Functional Adrenal Tumors: Hypercortisolism 

( The 2021 American Urological Association (AUA) Summer School series included a session on the Evaluation and Management of Adrenal Masses moderated by Dr. Neal E. Rowe, and a presentation from Dr. Rowe discussing the management of functional adrenal tumors, specifically hypercortisolism. Hypercortisolism is Cushing’s Syndrome, which is defined as the prolonged and inappropriate exposure to excessive glucocorticoids. Excess cortisol can be due to increased ACTH secretion (ACTH-dependent, 85% of cases), independent adrenal overproduction (ACTH-independent, 10% of cases), or exogenous corticosteroids. Production of cortisol is intimately associated with the hypothalamic-pituitary-adrenal axis:



Dr. Rowe notes that when diagnosing and managing patients with functional adrenal masses, there are five key aspects that he uses as a guide:

  • Identify patients for screening
  • Screening
  • Endocrinology (confirmatory tests)
  • Localization (to assess ACTH dependency)
  • Treatment

Indications for hypercortisolism are when a patient has clinical (Cushing’s Syndrome) plus radiological indications (adrenal incidentaloma). There are many clinical features of Cushing’s Syndrome, including:

  • Most common: central obesity, moon facies, facial plethora, decreased libido, purple striae, and menstrual disturbances
  • Common: erectile dysfunction, hirsutism, hypertension, muscle weakness, buffalo hump, and glucose intolerance
  • Less common: osteopenia, depression, recurrent infection, acne, alopecia, and headache 

There are several ways to screen for hypercortisolism, including (i) an overnight 1mg dexamethasone test (most commonly performed), (ii) late-night salivary cortisol (but with false positives in depression, altered sleep, and chronic illness), and (iii) 24-hour urinary free cortisol (but lacks sensitivity for adrenal incidentalomas and mild Cushing’s syndrome). As follows is an algorithm for assessing patients with suspected Cushing’s syndrome:


To assess the localization of hypercortisolism, ACTH is evaluated: if ACTH is low, the hypercortisolism is localized to the adrenal gland, whereas if ACTH is high, the hypercortisolism is localized to the pituitary gland or is ectopic. Dr. Rowe highlighted that a clinical pearl for working up hypercortisolism is that ACTH-independent hypercortisolism is more likely to be from unilateral adrenal disease rather than bilateral disease.

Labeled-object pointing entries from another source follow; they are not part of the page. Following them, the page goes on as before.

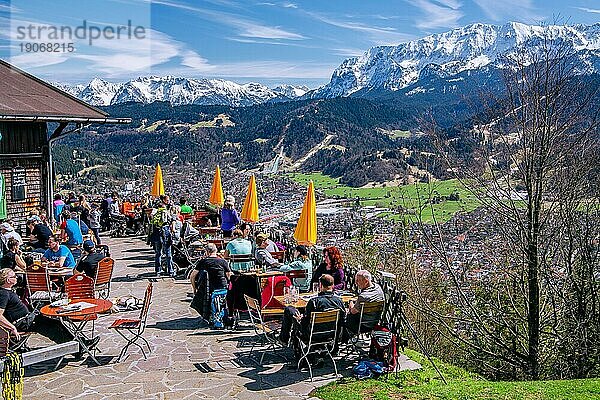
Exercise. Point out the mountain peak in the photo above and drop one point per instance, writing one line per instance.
(178, 91)
(449, 53)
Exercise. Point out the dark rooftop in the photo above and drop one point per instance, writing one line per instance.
(25, 97)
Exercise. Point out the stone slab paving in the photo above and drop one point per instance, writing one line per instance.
(187, 361)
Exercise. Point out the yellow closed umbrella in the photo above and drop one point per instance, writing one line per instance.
(250, 209)
(158, 187)
(216, 192)
(306, 230)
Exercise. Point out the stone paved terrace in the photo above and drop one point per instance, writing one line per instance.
(187, 361)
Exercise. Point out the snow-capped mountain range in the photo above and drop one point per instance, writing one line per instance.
(179, 91)
(447, 55)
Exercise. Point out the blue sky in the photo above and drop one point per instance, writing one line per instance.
(267, 41)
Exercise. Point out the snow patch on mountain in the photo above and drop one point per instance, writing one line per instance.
(468, 48)
(179, 91)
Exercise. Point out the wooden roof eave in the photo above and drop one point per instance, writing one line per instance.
(65, 119)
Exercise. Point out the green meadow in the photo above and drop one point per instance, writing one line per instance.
(407, 201)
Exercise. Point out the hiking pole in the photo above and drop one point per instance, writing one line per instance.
(407, 323)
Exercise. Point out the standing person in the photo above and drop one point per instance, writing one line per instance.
(218, 278)
(94, 218)
(8, 232)
(229, 216)
(71, 229)
(239, 245)
(40, 233)
(104, 210)
(84, 210)
(58, 254)
(332, 265)
(160, 233)
(301, 262)
(58, 205)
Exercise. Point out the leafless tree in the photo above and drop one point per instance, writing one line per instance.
(537, 275)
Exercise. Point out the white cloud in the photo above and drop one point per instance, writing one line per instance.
(438, 14)
(377, 35)
(348, 52)
(590, 10)
(253, 30)
(247, 28)
(274, 69)
(501, 10)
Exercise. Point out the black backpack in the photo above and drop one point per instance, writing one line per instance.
(383, 347)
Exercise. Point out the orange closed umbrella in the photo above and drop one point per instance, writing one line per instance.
(158, 187)
(306, 230)
(216, 192)
(250, 209)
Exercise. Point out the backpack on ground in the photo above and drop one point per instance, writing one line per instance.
(368, 369)
(383, 347)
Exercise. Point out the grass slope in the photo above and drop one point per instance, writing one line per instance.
(462, 385)
(411, 198)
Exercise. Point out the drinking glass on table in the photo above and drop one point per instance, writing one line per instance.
(315, 287)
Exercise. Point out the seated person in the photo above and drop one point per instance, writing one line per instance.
(88, 264)
(16, 318)
(298, 325)
(301, 262)
(8, 232)
(218, 277)
(271, 246)
(241, 246)
(369, 292)
(71, 230)
(58, 254)
(12, 258)
(332, 265)
(40, 233)
(185, 209)
(263, 257)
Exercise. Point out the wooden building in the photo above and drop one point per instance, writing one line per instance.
(33, 114)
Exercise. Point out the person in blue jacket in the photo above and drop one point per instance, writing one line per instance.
(230, 218)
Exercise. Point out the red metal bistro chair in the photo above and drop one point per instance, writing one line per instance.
(132, 329)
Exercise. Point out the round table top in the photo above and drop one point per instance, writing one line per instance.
(100, 306)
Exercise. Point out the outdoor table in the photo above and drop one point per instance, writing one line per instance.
(76, 320)
(305, 297)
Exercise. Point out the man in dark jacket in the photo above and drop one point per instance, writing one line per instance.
(298, 324)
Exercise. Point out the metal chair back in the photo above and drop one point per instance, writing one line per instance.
(370, 313)
(79, 287)
(104, 276)
(4, 341)
(278, 255)
(146, 304)
(323, 335)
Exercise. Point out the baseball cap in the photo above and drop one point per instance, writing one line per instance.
(88, 245)
(34, 218)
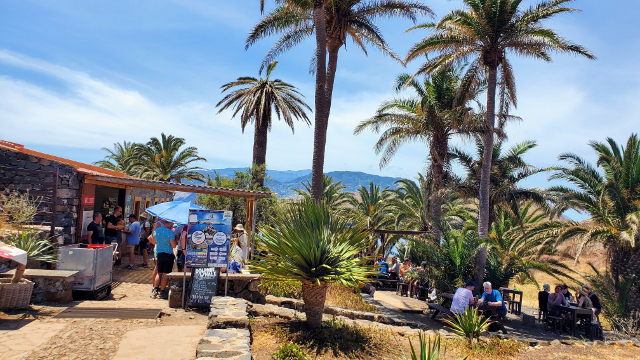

Dr. Rowe then presented several cases of hypercortisolism. The first patient was a 50-year-old woman with central obesity, moon facies, and hypertension. Given her Cushing’s features, she was deemed appropriate for screening and subsequently underwent a 24-hour urinary free cortisol study, which showed hypercortisolism. A confirmatory dexamethasone suppression test was also positive and an ACTH dependency test revealed high levels of ACTH localized to the pituitary gland. A pituitary MRI confirmed a pituitary macroadenoma, which was treated with trans-sphenoidal resection by neurosurgery. However, over 14 years of follow-up, the patient had a gradual return of symptoms, and repeat testing confirmed increased urinary free cortisol, a positive dexamethasone suppression test, and increased ACTH, however, repeat pituitary MRI could not identify a lesion to target. She was subsequently diagnosed with ACTH-dependent Cushing’s Syndrome (Cushing’s disease) with failed pituitary management. Treatment options for this patient include cabergoline (only successful in ~25% of Cushing’s disease) or bilateral adrenalectomy. She opted for surgery and had staged bilateral laparoscopic adrenalectomies, with marked improvement in her symptoms, and is now on lifelong glucocorticoid and mineralocorticoid replacement.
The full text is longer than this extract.